Patient Engagement, Redefined
With virtual care models taking center stage, AI advances like Google’s PaLM2 and others are fueling a patient-centric healthcare revolution. Robust language models tailor interventions, while intelligent assistants handle appointments and provide real-time support. The healthcare landscape is transitioning from hospital to the comfort of our homes, empowered by convenient virtual consultations and remote monitoring.
Beyond the Horizon
This glimpse into the healthcare landscape of 2024 is just the first act. Picture wearable sensors feeding real-time health data into AI-powered models that predict and prevent illnesses. The possibilities are limitless, driven by ongoing technological advancements and an unwavering commitment to patient-centered care.
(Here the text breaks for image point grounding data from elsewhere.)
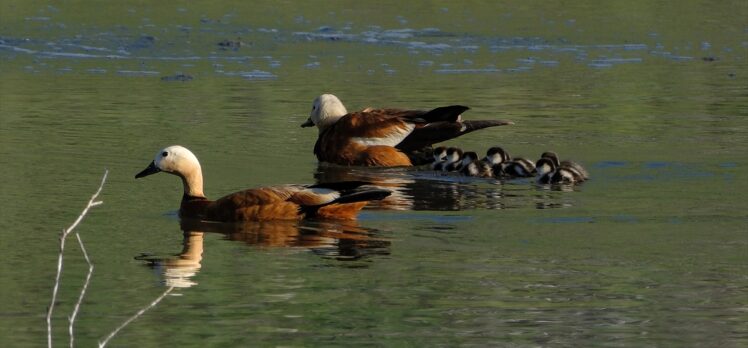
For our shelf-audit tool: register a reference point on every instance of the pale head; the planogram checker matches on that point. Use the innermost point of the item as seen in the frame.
(181, 162)
(454, 155)
(326, 110)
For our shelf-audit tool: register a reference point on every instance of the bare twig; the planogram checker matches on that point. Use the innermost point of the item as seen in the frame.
(136, 316)
(83, 290)
(91, 203)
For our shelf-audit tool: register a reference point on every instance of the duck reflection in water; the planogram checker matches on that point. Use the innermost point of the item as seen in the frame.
(339, 240)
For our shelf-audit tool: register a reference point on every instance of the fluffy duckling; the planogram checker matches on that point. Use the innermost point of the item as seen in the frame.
(478, 168)
(503, 165)
(467, 158)
(383, 137)
(551, 171)
(519, 168)
(580, 173)
(497, 155)
(440, 156)
(340, 200)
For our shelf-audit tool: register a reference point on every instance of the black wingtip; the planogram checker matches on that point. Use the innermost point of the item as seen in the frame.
(445, 113)
(368, 195)
(341, 185)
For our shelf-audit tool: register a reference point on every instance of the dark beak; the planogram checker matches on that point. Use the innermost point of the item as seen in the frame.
(308, 123)
(151, 169)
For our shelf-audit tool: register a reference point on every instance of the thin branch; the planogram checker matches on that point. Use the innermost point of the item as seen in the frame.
(91, 203)
(83, 290)
(136, 316)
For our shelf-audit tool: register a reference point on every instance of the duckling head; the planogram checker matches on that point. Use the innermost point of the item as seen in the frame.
(551, 156)
(497, 155)
(545, 165)
(179, 161)
(440, 153)
(326, 110)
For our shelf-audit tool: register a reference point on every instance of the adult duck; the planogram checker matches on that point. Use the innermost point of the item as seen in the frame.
(340, 200)
(383, 137)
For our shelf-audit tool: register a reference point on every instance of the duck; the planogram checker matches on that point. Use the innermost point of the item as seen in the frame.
(339, 201)
(467, 158)
(383, 137)
(520, 167)
(452, 160)
(552, 171)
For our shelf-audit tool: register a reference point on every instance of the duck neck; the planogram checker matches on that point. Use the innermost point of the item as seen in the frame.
(193, 184)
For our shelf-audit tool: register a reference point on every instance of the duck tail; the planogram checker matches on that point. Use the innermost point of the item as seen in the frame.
(445, 113)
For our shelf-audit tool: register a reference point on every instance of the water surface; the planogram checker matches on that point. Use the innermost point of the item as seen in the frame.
(651, 98)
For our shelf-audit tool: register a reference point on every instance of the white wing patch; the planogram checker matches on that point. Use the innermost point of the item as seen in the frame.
(324, 195)
(395, 137)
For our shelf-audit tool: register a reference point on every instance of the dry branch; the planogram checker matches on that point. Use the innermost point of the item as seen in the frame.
(91, 203)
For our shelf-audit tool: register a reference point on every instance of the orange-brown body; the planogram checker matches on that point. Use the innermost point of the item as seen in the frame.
(265, 204)
(384, 137)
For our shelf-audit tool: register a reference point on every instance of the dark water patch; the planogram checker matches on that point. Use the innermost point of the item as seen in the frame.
(468, 71)
(177, 77)
(564, 220)
(137, 72)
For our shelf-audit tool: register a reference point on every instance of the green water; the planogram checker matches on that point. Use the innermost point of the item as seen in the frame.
(651, 98)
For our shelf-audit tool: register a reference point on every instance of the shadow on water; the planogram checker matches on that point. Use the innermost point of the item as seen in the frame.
(422, 189)
(337, 240)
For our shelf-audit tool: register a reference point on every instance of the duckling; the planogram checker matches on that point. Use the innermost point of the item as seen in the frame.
(497, 158)
(440, 156)
(467, 158)
(497, 155)
(383, 137)
(453, 160)
(565, 174)
(478, 168)
(340, 200)
(520, 167)
(580, 174)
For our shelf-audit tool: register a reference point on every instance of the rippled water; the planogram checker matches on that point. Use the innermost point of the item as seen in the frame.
(651, 98)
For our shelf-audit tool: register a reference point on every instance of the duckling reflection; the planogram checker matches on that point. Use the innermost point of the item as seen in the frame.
(340, 240)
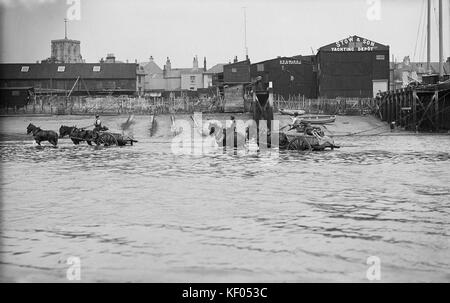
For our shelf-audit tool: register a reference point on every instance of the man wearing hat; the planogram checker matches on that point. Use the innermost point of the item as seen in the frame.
(97, 123)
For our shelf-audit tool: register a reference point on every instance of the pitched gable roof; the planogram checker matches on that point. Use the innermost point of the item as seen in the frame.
(353, 43)
(70, 71)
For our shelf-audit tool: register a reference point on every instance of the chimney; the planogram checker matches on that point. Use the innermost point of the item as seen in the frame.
(110, 58)
(168, 65)
(195, 63)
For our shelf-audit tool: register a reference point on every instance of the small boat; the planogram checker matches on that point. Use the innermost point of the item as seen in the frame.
(318, 119)
(293, 140)
(291, 112)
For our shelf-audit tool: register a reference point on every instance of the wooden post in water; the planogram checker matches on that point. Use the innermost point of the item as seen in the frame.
(414, 94)
(436, 109)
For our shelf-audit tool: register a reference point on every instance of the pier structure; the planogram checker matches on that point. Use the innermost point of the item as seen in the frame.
(417, 108)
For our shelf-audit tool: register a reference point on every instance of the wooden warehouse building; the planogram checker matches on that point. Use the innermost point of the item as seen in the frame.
(354, 67)
(76, 79)
(290, 76)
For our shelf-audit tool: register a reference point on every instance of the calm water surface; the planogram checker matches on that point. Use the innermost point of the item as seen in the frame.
(142, 213)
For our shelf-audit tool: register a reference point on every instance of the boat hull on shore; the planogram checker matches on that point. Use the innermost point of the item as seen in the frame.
(291, 112)
(318, 119)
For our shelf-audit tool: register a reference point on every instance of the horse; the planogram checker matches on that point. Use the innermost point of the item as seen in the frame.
(77, 135)
(42, 135)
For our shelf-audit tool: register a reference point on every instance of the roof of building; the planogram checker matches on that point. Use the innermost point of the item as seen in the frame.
(420, 67)
(216, 69)
(152, 68)
(237, 63)
(297, 58)
(68, 71)
(353, 43)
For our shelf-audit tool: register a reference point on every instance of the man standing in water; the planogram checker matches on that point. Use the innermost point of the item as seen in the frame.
(97, 123)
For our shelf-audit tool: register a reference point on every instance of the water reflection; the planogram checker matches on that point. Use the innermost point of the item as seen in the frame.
(142, 213)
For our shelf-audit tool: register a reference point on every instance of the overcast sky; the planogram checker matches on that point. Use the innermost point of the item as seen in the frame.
(136, 29)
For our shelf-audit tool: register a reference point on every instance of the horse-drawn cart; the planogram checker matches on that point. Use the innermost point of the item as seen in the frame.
(104, 138)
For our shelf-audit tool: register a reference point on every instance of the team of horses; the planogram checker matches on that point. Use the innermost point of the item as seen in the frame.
(99, 136)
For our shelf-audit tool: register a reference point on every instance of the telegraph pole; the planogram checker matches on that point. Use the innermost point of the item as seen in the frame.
(441, 41)
(65, 27)
(429, 37)
(245, 32)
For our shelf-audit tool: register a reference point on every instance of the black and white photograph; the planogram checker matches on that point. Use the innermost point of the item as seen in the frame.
(224, 141)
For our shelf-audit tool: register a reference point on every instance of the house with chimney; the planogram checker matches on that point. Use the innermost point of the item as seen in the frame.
(169, 79)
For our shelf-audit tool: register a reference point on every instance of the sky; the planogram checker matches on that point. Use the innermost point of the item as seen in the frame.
(180, 29)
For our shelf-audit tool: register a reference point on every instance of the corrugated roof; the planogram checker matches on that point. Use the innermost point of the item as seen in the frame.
(216, 69)
(354, 42)
(71, 71)
(152, 68)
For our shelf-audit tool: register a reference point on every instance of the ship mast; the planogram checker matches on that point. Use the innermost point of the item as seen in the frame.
(441, 41)
(429, 37)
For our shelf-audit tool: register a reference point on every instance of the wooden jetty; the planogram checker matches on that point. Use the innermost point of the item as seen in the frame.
(417, 108)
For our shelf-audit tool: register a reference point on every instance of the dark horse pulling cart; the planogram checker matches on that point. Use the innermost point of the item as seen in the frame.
(100, 137)
(42, 135)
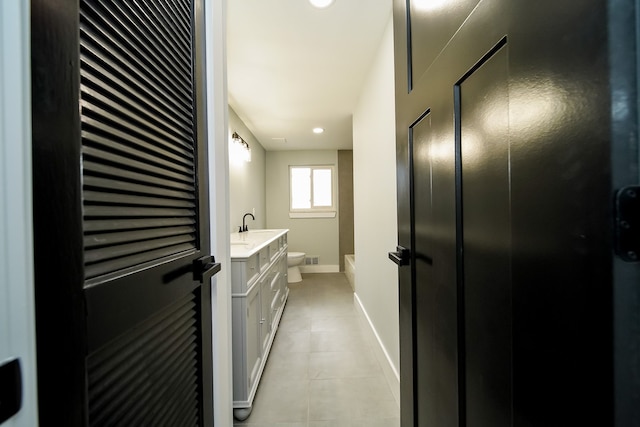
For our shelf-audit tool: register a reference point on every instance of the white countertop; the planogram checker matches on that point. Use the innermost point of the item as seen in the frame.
(247, 243)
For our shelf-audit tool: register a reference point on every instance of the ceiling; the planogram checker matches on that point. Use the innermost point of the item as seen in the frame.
(292, 67)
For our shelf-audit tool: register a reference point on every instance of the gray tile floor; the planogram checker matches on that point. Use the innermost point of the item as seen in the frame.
(322, 371)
So, buckle up. We stand on the precipice of a transformative era where data intertwines with innovation, finances align with outcomes, and patients rightfully take center stage in their well-being. The future of healthcare is not merely interconnected – it's genuinely human-centric, and 2024 is only the beginning.
Ready to make this journey easier? Reach out to Falkondata and discover how we can streamline your process and achieve your goals.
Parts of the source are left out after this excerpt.